The health ministry notification said the new warnings needed to be applied by March 30, 2015, however, on March 13, a delegation from a subsidiary of British American Tobacco, Pakistan Tobacco Company Ltd, met the country’s then-finance minister, Ishaq Dar, and expressed its reservations about the notification issued by the health ministry.
According to government minutes of the meeting, the tobacco representatives argued that the bigger health warning would lead to more smuggling of black market cigarettes and a “decrease in revenue”, saying that cigarette packs become indistinguishable by brand or promised quality when the packaging is covered by disturbing images.
Soon after the meeting, Dar formed a review committee that was to examine the issue and present a report within seven days, though the minister claimed that the government’s decisions were not influenced by Philip Morris or BAT.
Meanwhile, on March 27, as the review committee began discussing the issue – with representatives of tobacco firms in attendance – the health ministry issued a notification and postponed the implementation date for the new 85 percent health warnings, by two months.
The growing pressure was confirmed by Health Minister Tarar who said the tobacco industry was one of the biggest taxpayers in the country and so the finance ministry and the federal revenue board definitely have “some soft corners for them”.
Though Dar negated any such soft corner, contradicting his fellow.
BAT’s Pakistan Tobacco Company’s lobbying was followed by Philip Morris and two internal documents related to an Asia corporate affairs meeting in Indonesia in 2015 said the company had devised a “campaign to roll-back” the tobacco pack rules in Pakistan, without revealing further details.
Moreover, a group of smaller tobacco companies, growers and industry associations also joined the lobbying effort, according to government records following which the panel’s subsequent recommendation to roll back the increase in the size of health warnings, to 50 percent and then 60 percent was sent to the finance ministry for approval in August 2015.
The health ministry kept delaying the implementation of the start date of the 85 percent requirement – a proposal published in the nation’s official gazette but never enforced.

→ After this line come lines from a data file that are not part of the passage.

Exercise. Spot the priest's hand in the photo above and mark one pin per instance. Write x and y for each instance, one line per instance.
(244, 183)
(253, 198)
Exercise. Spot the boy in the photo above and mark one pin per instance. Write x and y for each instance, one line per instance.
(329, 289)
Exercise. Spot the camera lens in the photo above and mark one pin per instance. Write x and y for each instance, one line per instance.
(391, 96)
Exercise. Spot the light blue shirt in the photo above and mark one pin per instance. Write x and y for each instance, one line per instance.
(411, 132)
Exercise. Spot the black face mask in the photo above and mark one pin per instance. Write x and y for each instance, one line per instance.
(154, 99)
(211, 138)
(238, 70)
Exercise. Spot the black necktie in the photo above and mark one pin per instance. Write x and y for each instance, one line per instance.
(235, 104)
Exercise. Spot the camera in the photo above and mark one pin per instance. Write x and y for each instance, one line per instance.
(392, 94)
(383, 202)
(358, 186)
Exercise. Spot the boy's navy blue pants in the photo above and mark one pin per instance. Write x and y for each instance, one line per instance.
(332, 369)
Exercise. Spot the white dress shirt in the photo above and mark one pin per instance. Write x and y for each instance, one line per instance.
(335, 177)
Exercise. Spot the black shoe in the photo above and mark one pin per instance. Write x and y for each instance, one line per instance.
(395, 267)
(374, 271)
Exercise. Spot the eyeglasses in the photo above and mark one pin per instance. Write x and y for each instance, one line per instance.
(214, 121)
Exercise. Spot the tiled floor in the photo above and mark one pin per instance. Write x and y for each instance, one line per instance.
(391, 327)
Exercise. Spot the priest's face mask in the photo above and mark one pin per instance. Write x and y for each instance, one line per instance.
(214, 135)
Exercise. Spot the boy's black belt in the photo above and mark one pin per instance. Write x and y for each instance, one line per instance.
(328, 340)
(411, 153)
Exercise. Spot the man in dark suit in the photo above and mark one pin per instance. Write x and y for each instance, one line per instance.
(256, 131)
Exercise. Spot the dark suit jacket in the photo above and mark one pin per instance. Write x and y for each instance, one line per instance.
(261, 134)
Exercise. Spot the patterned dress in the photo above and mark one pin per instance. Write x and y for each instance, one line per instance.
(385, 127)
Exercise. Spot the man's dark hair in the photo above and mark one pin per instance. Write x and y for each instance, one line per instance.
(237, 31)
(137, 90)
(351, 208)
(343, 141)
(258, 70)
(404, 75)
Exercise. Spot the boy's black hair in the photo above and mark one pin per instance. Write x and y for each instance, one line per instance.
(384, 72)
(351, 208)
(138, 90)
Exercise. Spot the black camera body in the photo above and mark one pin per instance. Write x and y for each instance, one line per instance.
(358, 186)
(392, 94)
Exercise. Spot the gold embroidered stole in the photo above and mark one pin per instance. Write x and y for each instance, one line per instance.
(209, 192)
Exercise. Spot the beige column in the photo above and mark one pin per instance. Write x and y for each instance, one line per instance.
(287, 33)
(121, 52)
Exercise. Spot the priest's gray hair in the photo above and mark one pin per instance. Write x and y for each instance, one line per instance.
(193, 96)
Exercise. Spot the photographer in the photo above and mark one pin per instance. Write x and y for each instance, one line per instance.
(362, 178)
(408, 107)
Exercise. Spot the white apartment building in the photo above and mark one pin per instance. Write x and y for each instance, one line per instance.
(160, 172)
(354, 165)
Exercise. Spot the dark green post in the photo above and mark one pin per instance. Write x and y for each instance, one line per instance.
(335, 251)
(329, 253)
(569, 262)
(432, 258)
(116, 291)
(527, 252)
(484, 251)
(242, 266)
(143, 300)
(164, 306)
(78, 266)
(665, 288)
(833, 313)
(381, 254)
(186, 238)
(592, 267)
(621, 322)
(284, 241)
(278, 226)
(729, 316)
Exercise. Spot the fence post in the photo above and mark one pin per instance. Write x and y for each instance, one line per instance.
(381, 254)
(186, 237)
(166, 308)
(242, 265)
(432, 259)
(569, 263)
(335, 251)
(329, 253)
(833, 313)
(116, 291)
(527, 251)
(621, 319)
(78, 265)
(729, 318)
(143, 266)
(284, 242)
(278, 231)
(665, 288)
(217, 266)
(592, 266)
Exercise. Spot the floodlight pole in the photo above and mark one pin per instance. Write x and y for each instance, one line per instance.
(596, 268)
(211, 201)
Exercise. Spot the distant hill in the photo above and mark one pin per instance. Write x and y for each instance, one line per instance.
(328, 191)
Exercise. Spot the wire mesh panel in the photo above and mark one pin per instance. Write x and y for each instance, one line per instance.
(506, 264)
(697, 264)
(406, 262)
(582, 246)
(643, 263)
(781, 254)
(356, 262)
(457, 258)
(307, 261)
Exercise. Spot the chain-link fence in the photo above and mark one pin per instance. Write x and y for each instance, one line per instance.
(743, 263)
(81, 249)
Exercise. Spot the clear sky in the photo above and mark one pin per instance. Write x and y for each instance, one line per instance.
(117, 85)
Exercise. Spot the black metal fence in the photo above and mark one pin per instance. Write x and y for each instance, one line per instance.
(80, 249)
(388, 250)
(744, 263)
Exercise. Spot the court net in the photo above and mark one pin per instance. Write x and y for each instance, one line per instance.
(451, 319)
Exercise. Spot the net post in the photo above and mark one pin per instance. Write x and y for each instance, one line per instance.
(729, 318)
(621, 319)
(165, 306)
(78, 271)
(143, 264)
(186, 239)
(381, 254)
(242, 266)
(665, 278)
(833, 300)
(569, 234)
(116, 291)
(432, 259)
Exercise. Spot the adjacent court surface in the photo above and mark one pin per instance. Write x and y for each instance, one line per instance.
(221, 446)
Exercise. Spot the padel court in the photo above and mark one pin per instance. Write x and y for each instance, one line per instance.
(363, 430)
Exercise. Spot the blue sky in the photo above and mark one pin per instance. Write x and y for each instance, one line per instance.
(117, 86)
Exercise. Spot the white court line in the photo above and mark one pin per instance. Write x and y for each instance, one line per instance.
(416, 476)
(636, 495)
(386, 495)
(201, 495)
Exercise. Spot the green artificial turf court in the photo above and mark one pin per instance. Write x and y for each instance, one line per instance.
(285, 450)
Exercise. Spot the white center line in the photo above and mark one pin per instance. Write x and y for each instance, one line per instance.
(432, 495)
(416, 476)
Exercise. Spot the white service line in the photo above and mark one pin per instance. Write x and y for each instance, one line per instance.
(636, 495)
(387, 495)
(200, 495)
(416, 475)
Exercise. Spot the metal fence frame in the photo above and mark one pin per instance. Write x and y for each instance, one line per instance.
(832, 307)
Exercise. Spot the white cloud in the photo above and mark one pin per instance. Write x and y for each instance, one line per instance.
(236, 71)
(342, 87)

In October 2017, Philip Morris International’s global vice president for corporate affairs, Jon Huenemann, wrote to Prime Minister Abbasi asking him to push the health ministry, formally change its rules.
“We would kindly request your near-term intervention to direct the concerned officials to enforce the steps mentioned in the IMC recommendation,” Huenemann wrote in the letter dated Oct. 2, referring to the inter-ministerial committee set up by Ishaq Dar.
In his letter, Philip Morris’ Huenemann reminded Abbasi that he had spoken with his colleague the previous month at a meeting of the U.S.-Pakistan Business Council in New York. He also mentioned that he had personally met Abbasi’s predecessor, Nawaz Sharif, to discuss the issue of illegal cigarette manufacturing.
Moreover, BAT’s unit, Pakistan Tobacco Company, whose brands include John Player Gold Leaf and Benson & Hedges, made the same requests to the prime minister on Oct. 18.
Finally, a government office memo confirms that the prime minister’s office forwarded letters from Philip Morris and BAT to the health ministry two days later and within two months, the health ministry issued a notification for smaller warnings.